Wer sollte (und wird?) die Papyrologischen Kommentare in erster Linie benutzen? Sicherlich die Fachexegeten, denen hier erheblich mehr an Belegen und philologischen Informationen geboten wird als in den bisher vorliegenden papyrologischen Wörterbüchern und Sammelwerken. Sie werden dankbar auf die dargebotenen Zeugnisse aus den Papyri und die mit ihnen verbundenen papyrologischen Informationen zurückgreifen, um sie für ihre eigenen Textauslegungen zu berücksichtigen. Sie werden freilich ebenso klar erkennen, dass mit dem hier dargebotenen Material nicht mehr als ein (relativ eng begrenzter) Teilbereich antiker Kultur für die Paulusexegese erschlossen wird, dessen Bedeutung erst im Zusammenhang mit den übrigen biblischen, frühjüdischen, hellenistisch-römischen und frühchristlichen Quellen sachgemäß gewürdigt werden kann.
Papyrologen werden weniger mit dem Kommentarwerk anzufangen wissen; ihnen muss ein neutestamentlicher Text als Auswahl- und Anordnungskriterium für papyrologische Belege will­kür­lich erscheinen. Ob Fachkollegen oder Studenten aus angrenzenden altertumswissenschaftlichen Disziplinen der Exegese da­rauf zurückgreifen, hängt davon ab, wie viel Zeit sie sich überhaupt für die Beschäftigung mit neutestamentlichen Texten nehmen. Profitieren würden sie von dem Werk allemal, da es auch den paulinischen Kontext der Lemmata knapp und in der Regel sachgemäß angibt. Kollegen aus anderen theologischen Disziplinen und Studierende der Theologie sollten wenigstens gelegentlich einmal einen Blick in die Kommentare werfen, z. B. anlässlich der vertieften Beschäftigung mit einem Paulus-Text. Dasselbe gilt für Pfarrer oder Religionslehrer. Sie alle werden dadurch in die dem gewöhnlichen Bibelleser in der Regel fremde, bunte und durchaus spannende Welt der hellenistisch-römischen Antike, meist in Ägypten/ Alexandria, geführt.
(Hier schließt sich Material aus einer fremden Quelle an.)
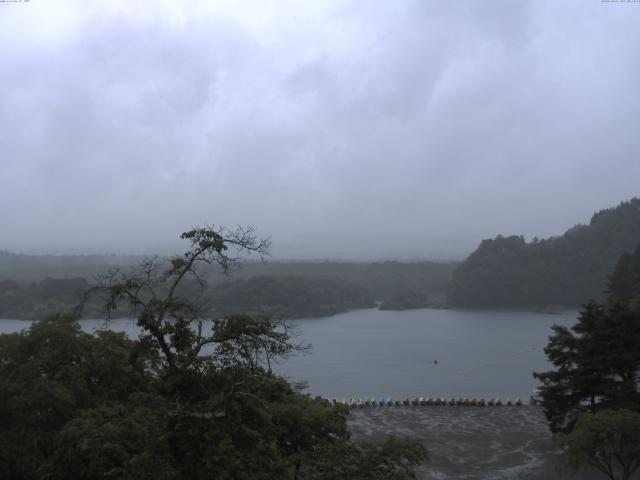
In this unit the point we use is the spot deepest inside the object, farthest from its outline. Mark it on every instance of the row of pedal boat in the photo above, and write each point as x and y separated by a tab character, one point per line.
452	402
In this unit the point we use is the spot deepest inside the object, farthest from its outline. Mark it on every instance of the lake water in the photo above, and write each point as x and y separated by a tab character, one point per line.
374	353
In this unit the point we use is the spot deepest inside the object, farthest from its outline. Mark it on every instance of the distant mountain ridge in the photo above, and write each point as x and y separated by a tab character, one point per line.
568	270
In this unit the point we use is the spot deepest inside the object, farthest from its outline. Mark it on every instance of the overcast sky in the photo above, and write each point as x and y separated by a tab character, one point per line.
343	129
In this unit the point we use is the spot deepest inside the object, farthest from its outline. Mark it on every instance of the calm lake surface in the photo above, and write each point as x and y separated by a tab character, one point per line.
374	353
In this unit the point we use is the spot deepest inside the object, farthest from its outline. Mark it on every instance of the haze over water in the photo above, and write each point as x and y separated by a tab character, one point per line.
364	353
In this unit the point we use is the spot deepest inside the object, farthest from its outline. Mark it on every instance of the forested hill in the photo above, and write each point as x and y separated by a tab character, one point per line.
562	271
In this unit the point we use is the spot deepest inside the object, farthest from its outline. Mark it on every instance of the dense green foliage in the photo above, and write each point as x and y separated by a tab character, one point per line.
608	441
566	270
597	361
405	301
180	402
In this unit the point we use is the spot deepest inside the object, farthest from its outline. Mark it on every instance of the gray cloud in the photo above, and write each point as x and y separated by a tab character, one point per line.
350	129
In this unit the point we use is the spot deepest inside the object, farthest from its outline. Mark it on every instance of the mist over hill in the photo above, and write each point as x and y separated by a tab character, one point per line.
566	270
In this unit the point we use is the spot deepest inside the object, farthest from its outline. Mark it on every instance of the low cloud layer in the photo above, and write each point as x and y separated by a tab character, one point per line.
350	129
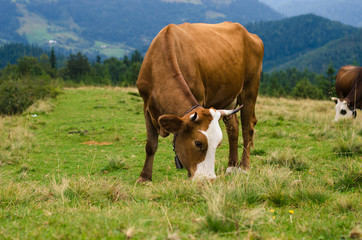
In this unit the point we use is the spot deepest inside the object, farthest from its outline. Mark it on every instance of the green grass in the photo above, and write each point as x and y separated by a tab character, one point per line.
69	172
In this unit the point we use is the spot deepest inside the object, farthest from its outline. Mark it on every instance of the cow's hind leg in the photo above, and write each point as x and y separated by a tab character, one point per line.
248	122
232	129
151	148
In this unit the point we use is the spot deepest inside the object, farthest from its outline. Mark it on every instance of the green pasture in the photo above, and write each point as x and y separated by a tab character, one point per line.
68	169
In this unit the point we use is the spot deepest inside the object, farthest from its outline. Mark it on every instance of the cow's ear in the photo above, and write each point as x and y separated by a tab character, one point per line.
170	123
334	99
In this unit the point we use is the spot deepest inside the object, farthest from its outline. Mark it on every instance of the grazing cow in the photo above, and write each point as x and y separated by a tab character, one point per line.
189	71
349	92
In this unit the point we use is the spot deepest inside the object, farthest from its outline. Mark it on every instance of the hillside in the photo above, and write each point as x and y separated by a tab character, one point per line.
344	51
347	12
115	27
288	39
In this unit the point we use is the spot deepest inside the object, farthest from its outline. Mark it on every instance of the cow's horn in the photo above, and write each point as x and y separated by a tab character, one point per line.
230	112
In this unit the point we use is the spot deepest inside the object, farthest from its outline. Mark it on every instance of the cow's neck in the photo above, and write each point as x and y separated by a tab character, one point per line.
354	98
182	100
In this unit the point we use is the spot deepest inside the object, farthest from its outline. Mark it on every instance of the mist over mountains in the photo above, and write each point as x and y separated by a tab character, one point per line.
117	27
348	12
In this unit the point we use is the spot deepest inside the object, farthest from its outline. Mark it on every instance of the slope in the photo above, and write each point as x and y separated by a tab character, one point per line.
288	39
344	51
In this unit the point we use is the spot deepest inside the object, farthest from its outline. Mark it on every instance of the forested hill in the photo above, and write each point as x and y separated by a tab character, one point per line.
301	41
108	27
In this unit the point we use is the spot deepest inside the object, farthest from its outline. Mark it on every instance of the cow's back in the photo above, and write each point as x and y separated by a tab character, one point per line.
345	79
214	61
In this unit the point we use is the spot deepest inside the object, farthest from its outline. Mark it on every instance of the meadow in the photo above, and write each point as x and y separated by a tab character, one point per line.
68	169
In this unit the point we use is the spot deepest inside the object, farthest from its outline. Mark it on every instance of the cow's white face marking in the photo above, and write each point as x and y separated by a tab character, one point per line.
342	111
213	134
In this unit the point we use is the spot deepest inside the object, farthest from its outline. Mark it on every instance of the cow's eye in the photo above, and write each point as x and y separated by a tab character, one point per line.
198	144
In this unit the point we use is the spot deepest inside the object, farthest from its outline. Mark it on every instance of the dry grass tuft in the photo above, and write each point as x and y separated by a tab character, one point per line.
41	107
287	158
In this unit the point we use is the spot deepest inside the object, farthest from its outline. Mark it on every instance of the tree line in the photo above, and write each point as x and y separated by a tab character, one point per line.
31	78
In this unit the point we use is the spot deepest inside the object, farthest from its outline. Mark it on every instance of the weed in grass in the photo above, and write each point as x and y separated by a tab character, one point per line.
349	177
356	233
222	217
16	143
311	194
346	204
40	107
287	158
114	163
349	143
277	187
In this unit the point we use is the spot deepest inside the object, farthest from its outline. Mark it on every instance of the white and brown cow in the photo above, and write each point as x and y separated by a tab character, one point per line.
349	92
189	71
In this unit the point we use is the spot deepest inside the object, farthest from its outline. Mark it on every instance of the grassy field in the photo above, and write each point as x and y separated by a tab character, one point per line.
68	169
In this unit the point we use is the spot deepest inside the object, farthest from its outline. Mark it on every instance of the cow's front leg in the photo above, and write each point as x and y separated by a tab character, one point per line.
151	148
232	129
248	122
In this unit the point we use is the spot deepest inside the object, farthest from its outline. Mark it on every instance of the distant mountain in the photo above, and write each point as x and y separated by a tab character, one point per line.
343	51
294	38
348	12
115	27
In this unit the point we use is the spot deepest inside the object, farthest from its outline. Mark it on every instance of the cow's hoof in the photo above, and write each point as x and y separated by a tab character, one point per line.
233	170
143	180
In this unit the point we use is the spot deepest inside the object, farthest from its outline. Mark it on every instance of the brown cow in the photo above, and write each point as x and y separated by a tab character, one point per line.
349	92
188	71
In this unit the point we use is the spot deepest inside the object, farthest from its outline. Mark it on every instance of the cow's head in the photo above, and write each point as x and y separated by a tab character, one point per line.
197	135
343	110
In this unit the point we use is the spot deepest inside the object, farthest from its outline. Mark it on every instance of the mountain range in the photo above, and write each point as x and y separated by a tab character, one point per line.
117	27
348	12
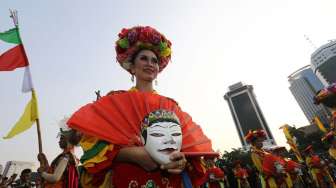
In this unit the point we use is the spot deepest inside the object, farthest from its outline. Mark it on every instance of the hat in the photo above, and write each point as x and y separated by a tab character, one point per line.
326	96
253	135
142	37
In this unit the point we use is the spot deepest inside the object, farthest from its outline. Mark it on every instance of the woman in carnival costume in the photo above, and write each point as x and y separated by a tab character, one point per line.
318	169
271	168
214	176
241	175
62	172
138	138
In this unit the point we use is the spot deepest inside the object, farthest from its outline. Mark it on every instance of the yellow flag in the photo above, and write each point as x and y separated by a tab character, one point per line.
320	125
27	119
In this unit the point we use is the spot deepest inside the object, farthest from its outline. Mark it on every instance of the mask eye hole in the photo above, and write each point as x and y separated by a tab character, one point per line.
156	134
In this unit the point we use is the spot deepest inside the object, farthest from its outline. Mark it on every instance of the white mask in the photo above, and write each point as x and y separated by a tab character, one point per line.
162	139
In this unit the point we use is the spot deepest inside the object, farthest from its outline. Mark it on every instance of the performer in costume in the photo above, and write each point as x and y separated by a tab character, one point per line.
270	167
121	139
318	169
215	177
294	170
62	173
241	175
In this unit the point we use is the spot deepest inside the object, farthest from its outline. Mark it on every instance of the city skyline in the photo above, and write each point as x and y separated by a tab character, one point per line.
246	112
304	84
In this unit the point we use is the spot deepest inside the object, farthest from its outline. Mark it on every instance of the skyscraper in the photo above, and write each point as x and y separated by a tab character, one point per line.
304	84
323	63
246	112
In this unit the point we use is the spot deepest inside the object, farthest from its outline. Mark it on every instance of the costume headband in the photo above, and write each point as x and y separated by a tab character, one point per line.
137	38
159	116
253	135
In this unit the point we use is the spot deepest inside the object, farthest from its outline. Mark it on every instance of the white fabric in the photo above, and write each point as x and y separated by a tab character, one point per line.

In einer ähnlichen Welt sind auch die Paulus-Briefe von ihren Empfängern zum ersten Mal gelesen worden. Sich in die Perspektive der ersten Empfänger der Paulus-Briefe zu versetzen, ersetzt zwar nicht die Aufgabe, Paulus heute zu verstehen und auszulegen, kann für sie aber Anregungen und Wegweisungen ebenso wie Grenzmarkierungen vermitteln.
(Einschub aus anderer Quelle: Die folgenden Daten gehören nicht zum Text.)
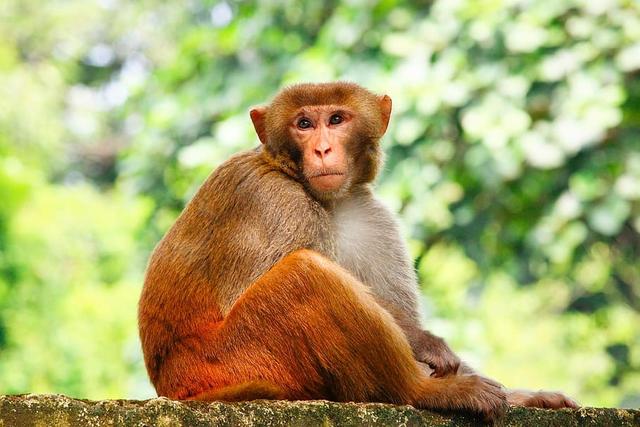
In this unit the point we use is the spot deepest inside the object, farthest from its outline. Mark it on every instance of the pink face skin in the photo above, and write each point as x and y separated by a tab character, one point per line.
320	132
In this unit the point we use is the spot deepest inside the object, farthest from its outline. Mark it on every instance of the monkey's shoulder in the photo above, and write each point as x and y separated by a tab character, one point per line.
248	181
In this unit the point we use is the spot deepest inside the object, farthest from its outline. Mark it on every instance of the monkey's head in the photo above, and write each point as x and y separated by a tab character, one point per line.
325	135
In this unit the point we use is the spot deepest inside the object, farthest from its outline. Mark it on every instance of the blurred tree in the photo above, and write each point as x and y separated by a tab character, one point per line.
513	158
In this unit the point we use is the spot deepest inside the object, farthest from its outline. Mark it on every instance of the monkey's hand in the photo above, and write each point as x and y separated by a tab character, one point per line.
435	352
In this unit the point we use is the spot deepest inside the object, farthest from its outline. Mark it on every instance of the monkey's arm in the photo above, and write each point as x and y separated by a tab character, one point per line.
365	226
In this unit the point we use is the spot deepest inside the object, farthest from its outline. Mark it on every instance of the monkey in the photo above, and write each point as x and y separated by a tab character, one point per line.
285	278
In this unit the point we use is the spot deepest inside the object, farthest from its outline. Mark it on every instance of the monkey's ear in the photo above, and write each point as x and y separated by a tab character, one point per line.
385	110
257	117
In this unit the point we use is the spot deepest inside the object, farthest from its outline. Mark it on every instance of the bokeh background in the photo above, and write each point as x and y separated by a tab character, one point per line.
513	159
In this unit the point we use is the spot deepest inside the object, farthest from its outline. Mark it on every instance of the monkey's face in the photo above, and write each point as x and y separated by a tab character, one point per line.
321	134
325	134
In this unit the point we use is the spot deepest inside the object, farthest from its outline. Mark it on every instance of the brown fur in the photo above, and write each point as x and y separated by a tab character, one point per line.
243	298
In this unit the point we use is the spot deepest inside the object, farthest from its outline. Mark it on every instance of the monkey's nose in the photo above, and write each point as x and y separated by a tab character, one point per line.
322	152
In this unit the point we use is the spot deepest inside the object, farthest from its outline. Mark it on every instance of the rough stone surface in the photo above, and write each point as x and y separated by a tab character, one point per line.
56	410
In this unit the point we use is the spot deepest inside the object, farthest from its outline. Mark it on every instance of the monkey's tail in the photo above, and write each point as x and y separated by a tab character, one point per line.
250	390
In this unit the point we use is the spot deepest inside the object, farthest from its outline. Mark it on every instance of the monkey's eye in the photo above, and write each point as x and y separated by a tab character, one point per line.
304	123
336	119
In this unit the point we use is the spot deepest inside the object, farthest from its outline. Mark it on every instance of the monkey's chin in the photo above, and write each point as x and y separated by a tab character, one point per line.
327	183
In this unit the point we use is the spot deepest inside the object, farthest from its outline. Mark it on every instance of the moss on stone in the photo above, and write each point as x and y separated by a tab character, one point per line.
56	410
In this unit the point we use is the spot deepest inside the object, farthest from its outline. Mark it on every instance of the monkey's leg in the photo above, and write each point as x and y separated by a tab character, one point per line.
311	329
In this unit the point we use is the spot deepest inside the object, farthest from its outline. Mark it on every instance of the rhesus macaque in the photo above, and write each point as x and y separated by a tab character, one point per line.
285	278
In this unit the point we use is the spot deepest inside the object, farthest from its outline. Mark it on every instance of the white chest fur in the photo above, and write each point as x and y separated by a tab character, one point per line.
370	247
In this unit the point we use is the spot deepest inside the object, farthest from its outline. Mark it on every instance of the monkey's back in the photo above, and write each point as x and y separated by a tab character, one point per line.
245	217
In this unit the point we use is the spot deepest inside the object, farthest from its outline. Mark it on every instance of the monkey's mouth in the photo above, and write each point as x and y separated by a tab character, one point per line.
327	180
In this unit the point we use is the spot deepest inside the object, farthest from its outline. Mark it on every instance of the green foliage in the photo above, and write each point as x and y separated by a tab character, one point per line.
513	158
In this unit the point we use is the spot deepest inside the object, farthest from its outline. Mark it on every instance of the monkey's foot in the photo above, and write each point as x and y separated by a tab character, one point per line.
540	399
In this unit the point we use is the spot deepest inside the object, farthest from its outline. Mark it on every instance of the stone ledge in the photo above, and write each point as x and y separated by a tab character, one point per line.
57	410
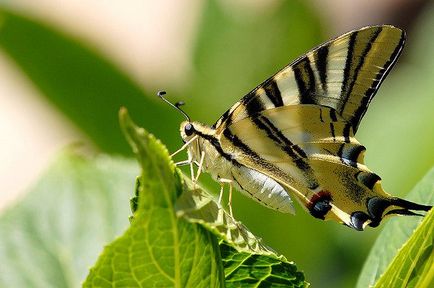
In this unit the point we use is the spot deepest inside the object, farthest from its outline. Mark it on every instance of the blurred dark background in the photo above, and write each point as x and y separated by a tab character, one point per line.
67	66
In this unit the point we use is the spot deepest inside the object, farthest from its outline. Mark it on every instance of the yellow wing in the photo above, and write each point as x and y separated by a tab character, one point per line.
298	128
344	74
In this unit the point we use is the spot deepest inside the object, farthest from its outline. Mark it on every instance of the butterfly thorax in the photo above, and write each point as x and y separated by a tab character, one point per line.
221	164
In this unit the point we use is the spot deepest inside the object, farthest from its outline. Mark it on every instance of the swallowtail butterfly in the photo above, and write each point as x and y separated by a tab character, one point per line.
293	135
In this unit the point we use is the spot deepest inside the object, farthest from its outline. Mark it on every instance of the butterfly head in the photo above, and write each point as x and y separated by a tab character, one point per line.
188	128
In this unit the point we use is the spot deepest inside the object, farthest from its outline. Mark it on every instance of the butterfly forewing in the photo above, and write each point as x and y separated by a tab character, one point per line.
343	74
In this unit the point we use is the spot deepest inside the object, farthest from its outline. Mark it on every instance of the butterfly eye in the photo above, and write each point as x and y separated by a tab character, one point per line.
188	129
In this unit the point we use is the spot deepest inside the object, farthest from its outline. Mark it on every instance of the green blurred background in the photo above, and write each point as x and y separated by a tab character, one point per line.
68	69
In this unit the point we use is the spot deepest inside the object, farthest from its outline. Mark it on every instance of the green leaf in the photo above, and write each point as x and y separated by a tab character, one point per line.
414	264
395	233
247	269
86	86
52	236
159	249
247	261
238	46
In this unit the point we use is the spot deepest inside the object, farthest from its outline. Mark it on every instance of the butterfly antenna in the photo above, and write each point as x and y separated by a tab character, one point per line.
176	105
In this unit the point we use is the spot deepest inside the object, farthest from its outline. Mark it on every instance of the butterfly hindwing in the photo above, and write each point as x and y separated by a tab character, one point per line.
303	147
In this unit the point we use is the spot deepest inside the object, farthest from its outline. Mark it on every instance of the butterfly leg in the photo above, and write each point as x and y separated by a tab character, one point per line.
222	182
200	166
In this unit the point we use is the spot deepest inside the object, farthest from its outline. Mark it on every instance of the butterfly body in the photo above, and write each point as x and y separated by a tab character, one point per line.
294	133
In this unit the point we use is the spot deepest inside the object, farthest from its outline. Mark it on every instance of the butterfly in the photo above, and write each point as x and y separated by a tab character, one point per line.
293	135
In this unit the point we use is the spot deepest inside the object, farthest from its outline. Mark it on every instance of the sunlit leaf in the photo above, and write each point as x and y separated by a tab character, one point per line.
52	236
395	233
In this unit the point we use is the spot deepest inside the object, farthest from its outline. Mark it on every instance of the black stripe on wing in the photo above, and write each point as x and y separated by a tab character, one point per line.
305	79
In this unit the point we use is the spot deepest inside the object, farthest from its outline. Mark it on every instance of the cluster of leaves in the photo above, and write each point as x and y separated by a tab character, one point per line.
195	244
178	237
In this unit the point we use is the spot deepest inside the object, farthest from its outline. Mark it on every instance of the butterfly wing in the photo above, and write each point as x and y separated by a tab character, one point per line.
298	127
343	74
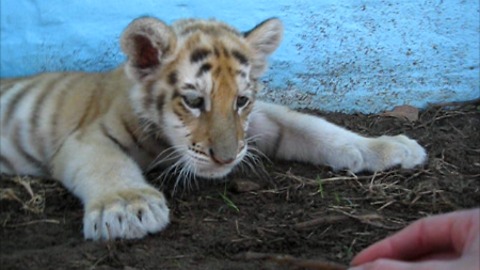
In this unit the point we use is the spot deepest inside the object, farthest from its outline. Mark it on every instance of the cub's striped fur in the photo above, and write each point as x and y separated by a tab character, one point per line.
184	101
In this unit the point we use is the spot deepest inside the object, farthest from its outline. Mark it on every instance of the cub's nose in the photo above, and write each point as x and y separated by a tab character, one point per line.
221	159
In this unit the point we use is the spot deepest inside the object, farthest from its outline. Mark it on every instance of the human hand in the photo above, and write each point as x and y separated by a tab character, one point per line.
448	241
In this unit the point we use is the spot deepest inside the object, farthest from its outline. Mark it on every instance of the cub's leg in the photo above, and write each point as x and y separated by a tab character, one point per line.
282	133
118	201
Den Autoren des vorliegenden Kommentars zum 1. Korintherbrief und dem ganzen Team des Kommentarwerks unter seinem spritus rector Peter Arzt-Grabner in Salzburg (vgl. dazu www.uni-salzburg.at/bwkg/pknt) ist jetzt schon für die geleistete Arbeit sehr zu danken und für die weiteren geplanten Bände alle erforderliche Unterstützung zu wünschen. Für 2008 angekündigt ist Band 3 zum 2. Korintherbrief.